Durell Cooper performs a Democratic candidate. Photo by Nora Lambert.
What makes a political candidate stand out in a saturated field? Is it their message or their mannerisms? Those questions, among others, have inspired a new game from NYU Steinhardt’s Verbatim Performance Lab.
VPL’s director Joe Salvatore and associate director Keith Huff wanted to know if online users could identify eight Democratic hopefuls when their message was no longer so obviously tied to their identity. Enter: Guess the Candidate.
The new game, made in conjunction with NYU-TV, presents users with eight videos featuring actors trained in verbatim performance who play current candidates Andrew Yang, Bernie Sanders, Joe Biden, Elizabeth Warren, Amy Klobuchar, and Pete Buttigieg, as well as former candidates Cory Booker and Kamala Harris.

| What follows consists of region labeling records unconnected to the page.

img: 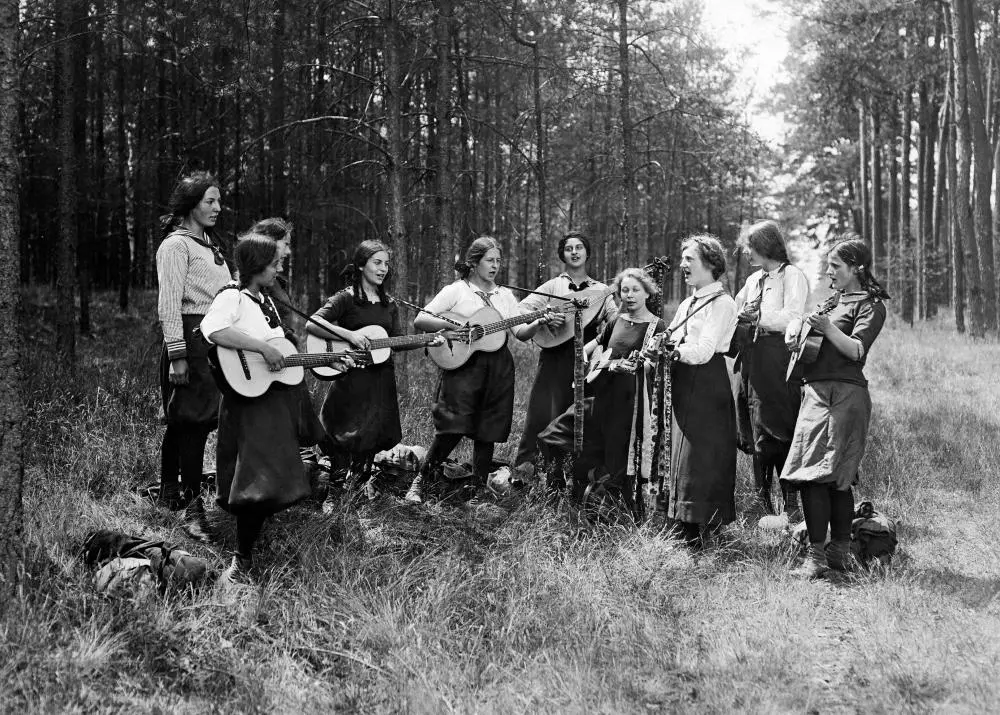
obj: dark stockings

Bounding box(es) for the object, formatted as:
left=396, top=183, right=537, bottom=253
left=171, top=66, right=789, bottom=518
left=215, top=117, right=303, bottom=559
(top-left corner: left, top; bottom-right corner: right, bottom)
left=427, top=434, right=494, bottom=480
left=800, top=484, right=854, bottom=544
left=160, top=424, right=211, bottom=498
left=236, top=511, right=267, bottom=560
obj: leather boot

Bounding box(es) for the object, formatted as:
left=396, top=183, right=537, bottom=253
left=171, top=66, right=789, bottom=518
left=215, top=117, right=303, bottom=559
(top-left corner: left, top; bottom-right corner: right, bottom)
left=789, top=544, right=827, bottom=579
left=825, top=539, right=854, bottom=571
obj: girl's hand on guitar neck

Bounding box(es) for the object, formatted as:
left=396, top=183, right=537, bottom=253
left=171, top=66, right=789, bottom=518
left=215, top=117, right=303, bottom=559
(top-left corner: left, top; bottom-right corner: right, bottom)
left=344, top=330, right=372, bottom=350
left=806, top=313, right=833, bottom=335
left=260, top=342, right=285, bottom=372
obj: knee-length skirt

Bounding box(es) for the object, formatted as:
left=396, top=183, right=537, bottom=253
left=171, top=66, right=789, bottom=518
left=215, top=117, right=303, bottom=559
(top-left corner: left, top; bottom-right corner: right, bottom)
left=781, top=380, right=872, bottom=490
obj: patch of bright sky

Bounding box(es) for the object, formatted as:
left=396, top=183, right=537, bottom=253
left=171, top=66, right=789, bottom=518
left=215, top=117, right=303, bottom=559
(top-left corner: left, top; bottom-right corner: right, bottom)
left=702, top=0, right=792, bottom=144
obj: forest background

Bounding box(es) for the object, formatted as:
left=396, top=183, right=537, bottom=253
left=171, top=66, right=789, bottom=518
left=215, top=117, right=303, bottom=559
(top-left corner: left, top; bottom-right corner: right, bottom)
left=0, top=0, right=1000, bottom=710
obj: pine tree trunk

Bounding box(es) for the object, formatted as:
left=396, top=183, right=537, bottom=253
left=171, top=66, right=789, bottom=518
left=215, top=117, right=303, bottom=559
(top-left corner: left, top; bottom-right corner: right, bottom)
left=899, top=87, right=913, bottom=325
left=56, top=0, right=77, bottom=360
left=0, top=2, right=24, bottom=614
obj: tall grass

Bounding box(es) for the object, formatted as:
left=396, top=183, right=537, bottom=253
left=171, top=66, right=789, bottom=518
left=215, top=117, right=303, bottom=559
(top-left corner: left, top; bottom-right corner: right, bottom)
left=0, top=294, right=1000, bottom=713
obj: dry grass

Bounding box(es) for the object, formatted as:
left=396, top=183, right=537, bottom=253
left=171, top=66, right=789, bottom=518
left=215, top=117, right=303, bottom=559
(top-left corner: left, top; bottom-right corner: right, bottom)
left=0, top=294, right=1000, bottom=713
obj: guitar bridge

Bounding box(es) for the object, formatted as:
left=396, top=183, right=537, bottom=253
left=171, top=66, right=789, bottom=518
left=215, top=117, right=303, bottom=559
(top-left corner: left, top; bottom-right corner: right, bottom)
left=236, top=350, right=250, bottom=382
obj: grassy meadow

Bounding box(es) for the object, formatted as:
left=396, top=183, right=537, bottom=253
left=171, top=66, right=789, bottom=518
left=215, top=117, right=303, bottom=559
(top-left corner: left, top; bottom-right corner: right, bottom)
left=0, top=294, right=1000, bottom=713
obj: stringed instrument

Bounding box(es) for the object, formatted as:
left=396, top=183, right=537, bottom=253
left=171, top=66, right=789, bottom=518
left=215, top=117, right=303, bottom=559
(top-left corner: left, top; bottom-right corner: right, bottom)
left=306, top=325, right=438, bottom=380
left=212, top=337, right=367, bottom=397
left=785, top=292, right=840, bottom=382
left=531, top=256, right=670, bottom=349
left=427, top=302, right=576, bottom=370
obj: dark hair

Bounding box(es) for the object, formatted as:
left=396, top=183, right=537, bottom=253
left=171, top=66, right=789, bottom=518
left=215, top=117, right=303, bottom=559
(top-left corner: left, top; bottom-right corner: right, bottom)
left=681, top=233, right=726, bottom=280
left=160, top=171, right=221, bottom=238
left=556, top=231, right=590, bottom=263
left=247, top=216, right=292, bottom=241
left=455, top=236, right=503, bottom=278
left=340, top=239, right=392, bottom=305
left=739, top=221, right=791, bottom=263
left=827, top=233, right=890, bottom=300
left=235, top=233, right=278, bottom=288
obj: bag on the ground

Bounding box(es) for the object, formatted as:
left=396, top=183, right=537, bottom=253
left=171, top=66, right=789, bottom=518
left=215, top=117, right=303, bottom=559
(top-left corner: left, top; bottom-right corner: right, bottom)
left=81, top=529, right=211, bottom=593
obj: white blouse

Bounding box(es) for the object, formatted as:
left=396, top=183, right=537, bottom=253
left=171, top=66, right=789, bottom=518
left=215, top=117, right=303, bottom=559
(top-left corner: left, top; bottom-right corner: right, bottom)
left=201, top=288, right=285, bottom=342
left=736, top=264, right=809, bottom=333
left=667, top=281, right=736, bottom=365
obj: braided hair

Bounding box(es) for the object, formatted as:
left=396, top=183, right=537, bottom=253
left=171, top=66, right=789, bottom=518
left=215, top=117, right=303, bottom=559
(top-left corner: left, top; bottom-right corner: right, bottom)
left=829, top=233, right=890, bottom=300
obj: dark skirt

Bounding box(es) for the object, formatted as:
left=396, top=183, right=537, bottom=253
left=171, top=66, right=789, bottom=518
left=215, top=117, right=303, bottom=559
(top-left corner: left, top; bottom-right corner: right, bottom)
left=514, top=340, right=573, bottom=465
left=667, top=353, right=736, bottom=526
left=746, top=335, right=801, bottom=455
left=433, top=345, right=514, bottom=442
left=538, top=372, right=642, bottom=503
left=215, top=385, right=310, bottom=514
left=160, top=315, right=221, bottom=430
left=321, top=359, right=403, bottom=453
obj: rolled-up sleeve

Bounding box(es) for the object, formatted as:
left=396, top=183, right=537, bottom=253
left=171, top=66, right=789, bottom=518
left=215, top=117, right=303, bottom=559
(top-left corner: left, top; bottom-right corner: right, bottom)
left=156, top=238, right=188, bottom=360
left=201, top=289, right=240, bottom=343
left=760, top=267, right=809, bottom=333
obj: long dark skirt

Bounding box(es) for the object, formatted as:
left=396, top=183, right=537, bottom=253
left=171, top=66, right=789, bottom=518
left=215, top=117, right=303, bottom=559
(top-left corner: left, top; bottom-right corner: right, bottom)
left=433, top=345, right=514, bottom=442
left=159, top=315, right=221, bottom=431
left=747, top=335, right=801, bottom=454
left=667, top=353, right=736, bottom=526
left=321, top=359, right=403, bottom=453
left=514, top=340, right=573, bottom=464
left=538, top=372, right=636, bottom=504
left=215, top=386, right=310, bottom=514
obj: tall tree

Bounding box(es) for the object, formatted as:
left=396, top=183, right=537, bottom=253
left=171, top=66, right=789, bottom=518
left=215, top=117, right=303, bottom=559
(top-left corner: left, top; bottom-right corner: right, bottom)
left=0, top=0, right=24, bottom=600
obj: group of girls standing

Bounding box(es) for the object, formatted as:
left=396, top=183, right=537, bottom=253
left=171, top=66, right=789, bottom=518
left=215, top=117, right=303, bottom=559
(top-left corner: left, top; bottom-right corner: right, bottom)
left=157, top=173, right=888, bottom=576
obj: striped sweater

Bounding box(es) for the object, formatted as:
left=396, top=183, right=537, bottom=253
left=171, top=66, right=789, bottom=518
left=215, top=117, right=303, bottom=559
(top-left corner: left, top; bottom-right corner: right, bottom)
left=156, top=228, right=232, bottom=360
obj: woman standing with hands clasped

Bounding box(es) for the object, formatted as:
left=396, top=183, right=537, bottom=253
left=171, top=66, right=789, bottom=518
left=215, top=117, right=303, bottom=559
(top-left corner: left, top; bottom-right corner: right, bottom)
left=781, top=236, right=889, bottom=578
left=667, top=235, right=736, bottom=546
left=156, top=171, right=232, bottom=538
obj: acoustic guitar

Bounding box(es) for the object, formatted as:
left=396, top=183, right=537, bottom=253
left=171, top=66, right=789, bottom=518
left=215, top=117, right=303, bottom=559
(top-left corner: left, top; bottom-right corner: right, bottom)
left=427, top=302, right=576, bottom=370
left=306, top=325, right=437, bottom=380
left=785, top=292, right=840, bottom=382
left=532, top=256, right=671, bottom=349
left=214, top=337, right=367, bottom=397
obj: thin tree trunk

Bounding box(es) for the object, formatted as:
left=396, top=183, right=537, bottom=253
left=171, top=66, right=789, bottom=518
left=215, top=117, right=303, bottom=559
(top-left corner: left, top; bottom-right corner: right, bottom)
left=0, top=2, right=24, bottom=614
left=56, top=0, right=77, bottom=360
left=949, top=0, right=992, bottom=337
left=899, top=87, right=913, bottom=325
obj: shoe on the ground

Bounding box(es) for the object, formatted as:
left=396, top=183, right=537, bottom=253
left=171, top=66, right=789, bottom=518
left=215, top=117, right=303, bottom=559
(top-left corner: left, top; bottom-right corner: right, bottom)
left=757, top=514, right=789, bottom=532
left=824, top=539, right=854, bottom=571
left=789, top=544, right=827, bottom=580
left=184, top=496, right=214, bottom=544
left=219, top=554, right=253, bottom=585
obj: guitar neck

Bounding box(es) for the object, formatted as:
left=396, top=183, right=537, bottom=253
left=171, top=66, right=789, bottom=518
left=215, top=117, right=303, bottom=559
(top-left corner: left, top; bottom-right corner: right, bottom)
left=285, top=352, right=357, bottom=367
left=368, top=333, right=434, bottom=350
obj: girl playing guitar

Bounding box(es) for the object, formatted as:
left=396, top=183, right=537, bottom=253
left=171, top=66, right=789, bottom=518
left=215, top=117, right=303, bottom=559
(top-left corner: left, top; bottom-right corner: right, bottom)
left=306, top=240, right=442, bottom=504
left=201, top=234, right=353, bottom=576
left=406, top=236, right=564, bottom=503
left=781, top=235, right=889, bottom=578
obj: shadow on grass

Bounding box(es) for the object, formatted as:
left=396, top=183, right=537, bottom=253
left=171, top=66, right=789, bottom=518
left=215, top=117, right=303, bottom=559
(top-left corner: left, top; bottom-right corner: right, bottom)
left=907, top=568, right=1000, bottom=610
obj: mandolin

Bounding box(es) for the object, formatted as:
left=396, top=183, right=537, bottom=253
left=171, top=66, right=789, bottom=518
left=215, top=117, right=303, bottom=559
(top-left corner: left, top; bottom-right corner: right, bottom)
left=427, top=302, right=576, bottom=370
left=213, top=337, right=368, bottom=397
left=306, top=325, right=437, bottom=380
left=785, top=292, right=840, bottom=382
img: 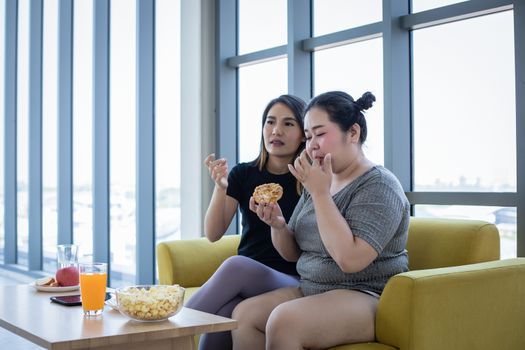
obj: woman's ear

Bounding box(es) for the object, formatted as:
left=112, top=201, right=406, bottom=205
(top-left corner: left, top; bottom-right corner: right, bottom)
left=348, top=123, right=361, bottom=143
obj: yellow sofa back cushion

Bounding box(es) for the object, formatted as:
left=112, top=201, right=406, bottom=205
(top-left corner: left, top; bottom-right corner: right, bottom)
left=407, top=218, right=500, bottom=270
left=157, top=218, right=500, bottom=288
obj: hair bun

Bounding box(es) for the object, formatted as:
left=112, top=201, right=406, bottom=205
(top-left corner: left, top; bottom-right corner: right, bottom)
left=355, top=91, right=376, bottom=110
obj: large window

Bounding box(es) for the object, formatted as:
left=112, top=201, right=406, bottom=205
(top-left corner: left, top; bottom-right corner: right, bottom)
left=413, top=11, right=517, bottom=257
left=155, top=0, right=181, bottom=246
left=109, top=0, right=137, bottom=286
left=16, top=0, right=30, bottom=266
left=73, top=0, right=93, bottom=266
left=413, top=11, right=516, bottom=192
left=218, top=0, right=525, bottom=257
left=238, top=0, right=288, bottom=54
left=313, top=0, right=383, bottom=36
left=42, top=0, right=58, bottom=272
left=0, top=3, right=5, bottom=262
left=0, top=0, right=182, bottom=287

The actors deliver a one-minute policy statement on education pulled from the real candidates while referencing their speech and gestural patterns. Users are asked to guess which candidate each actor portrays, and then choose how they made their decision: Was it the actor’s speech? Gestures? Or the message itself?
Guess the Candidate grew out of past VPL projects that have examined gender-flipped performances of the Kavanaugh Hearings and a Trump-Clinton debate. Based on those outcomes, Salvatore and Huff became especially curious about ways to apply the acting method to the contemporary political moment.
“We created Guess the Candidate because we wanted to engage users in an enjoyable experience that would provide them with insight about some of the candidates,” says Salvatore. “We focused on education as the topic because we believe it’s an important policy position for the electorate to consider as they’re thinking about electability and the future of the country’s education system.”
The hope is to get users to think more introspectively about who they like and why. “If we can get one person to stop and consider whether they are supporting a candidate because of their style or because of their substance—that would be a victory,” says Huff. “The important factor here is that we’re not trying to change anyone’s mind about their candidate of choice; we’re working to get users to understand and reflect upon why they’re making the choices that they are and what are the factors that are contributing to that process.”